Le programme de recherche de l'équipe s’avère donc bien rempli. Il s'articule autour de trois piliers abordés de concert : la théorie et l'analyse du domaine (pour acquérir les fondements théoriques qui permettront de créer des prototypes), la conception et le développement d'interfaces humain-machine, et l'expérimentation. « Plutôt que de nous focaliser sur chacun de ces piliers de façon isolée, nous utilisons un processus itératif avec de multiples aller-retours entre la théorie et les observations, la création de technologies, et l’évaluation, souligne le responsable de Bivwac.

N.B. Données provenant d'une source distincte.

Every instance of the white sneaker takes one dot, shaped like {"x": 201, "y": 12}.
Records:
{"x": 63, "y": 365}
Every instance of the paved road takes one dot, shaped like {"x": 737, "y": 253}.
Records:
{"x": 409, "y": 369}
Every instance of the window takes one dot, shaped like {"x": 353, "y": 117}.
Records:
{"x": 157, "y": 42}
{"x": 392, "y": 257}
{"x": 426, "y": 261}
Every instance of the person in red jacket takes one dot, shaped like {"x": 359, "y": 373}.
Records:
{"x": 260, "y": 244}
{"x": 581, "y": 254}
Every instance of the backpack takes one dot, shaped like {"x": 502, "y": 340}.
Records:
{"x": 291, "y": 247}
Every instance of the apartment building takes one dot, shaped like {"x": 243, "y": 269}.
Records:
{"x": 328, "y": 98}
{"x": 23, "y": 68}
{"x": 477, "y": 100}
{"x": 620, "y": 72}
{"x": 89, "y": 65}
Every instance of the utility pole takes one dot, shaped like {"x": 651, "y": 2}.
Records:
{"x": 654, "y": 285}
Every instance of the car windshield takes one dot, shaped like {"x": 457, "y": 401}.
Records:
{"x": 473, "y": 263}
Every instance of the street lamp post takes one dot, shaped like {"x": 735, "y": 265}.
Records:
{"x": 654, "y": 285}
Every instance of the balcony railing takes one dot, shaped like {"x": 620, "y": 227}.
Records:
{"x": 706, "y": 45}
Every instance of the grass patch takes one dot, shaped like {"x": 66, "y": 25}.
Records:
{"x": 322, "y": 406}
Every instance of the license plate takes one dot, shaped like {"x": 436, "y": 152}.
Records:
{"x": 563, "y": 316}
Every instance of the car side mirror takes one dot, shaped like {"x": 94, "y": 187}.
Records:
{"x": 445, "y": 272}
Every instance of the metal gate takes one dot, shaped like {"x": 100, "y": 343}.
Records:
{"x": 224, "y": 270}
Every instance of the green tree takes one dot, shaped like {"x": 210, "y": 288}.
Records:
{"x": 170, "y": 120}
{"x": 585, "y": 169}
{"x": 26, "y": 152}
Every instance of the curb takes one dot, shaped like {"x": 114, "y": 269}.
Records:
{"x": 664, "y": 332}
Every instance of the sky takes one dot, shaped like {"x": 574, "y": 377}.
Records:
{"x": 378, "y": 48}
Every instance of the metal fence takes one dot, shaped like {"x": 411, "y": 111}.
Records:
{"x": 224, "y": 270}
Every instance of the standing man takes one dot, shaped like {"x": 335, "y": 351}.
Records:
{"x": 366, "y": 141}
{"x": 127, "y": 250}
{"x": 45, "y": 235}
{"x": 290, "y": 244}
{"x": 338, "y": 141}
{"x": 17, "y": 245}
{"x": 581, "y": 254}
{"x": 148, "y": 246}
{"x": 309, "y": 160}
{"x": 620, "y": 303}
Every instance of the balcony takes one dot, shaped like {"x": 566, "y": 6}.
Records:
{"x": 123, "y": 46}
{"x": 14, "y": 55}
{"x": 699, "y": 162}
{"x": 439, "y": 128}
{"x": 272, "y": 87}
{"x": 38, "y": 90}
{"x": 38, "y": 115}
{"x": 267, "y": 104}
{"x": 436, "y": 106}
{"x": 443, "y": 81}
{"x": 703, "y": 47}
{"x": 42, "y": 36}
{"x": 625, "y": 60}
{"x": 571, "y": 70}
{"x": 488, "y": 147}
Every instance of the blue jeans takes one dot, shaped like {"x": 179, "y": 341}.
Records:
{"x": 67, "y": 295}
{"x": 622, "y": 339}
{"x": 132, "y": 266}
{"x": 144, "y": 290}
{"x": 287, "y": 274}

Nous analyserons en effet chaque approche pour mesurer son efficacité, grâce à des études utilisateurs en laboratoire ou sur le terrain (par le biais de mesures objectives, d'entretiens semi-dirigés...). »

Des applications en environnement, éducation et santé

Les terrains d'expérimentation sont nombreux, tant à des fins d'information que de pédagogie. Par exemple, pour mieux sensibiliser le public aux problématiques environnementales, Bivwac a déjà créé deux nouveaux types de visualisation. La première, Arwav (Augmented reality waste accumulation visualizations), permet de visualiser dans son univers familier la quantité de déchets associée à ses actions. La seconde, Edo, aide les utilisateurs à se représenter les impacts carbone de certains choix nutritifs. À terme, rendre visibles les conséquences de nos agissements pourrait favoriser nos comportements vertueux.

Dans le domaine éducatif, la plate-forme Hobit vise, elle, à faciliter l'enseignement de l'optique ondulatoire et de la physique quantique. « Elle répond à une demande des enseignants qui cherchent de nouvelles façons de présenter ces sujets abstraits, sans pour autant avoir à réaliser des expériences complexes et coûteuses en laboratoire, précise Martin Hachet. Avec de la réalité augmentée et des interfaces tangibles [permettant d'interagir avec l'information numérique au travers de l'environnement physique], Hobit permet aux utilisateurs de visualiser rapidement des phénomènes physiques et de modifier un certain nombre de paramètres pour les faire évoluer. »

Dispositif Hobit
© Inria - Potioc / Photo M. Magnin

L'équipe-projet intervient aussi dans le champ de la santé. Elle travaille par exemple sur le projet Live-It, avec le laboratoire RAHP (Recherches appliquées sur le handicap psychique) de l'université de Bordeaux. Le principe : utiliser le potentiel des casques de réalité augmentée pour mieux faire connaître la schizophrénie aux étudiants en santé mentale et, à terme, à des professionnels (forces de l'ordre, enseignants...). Le but est de mieux percevoir et donc comprendre les symptômes de la maladie, ce qui peut notamment aider à lutter contre la stigmatisation des personnes souffrant de schizophrénie. 

Ces applications variées peuvent également contribuer à diffuser largement des connaissances. Elles ne devraient donc pas manquer d’intéresser d’autres publics (chercheurs, médias, entreprises...).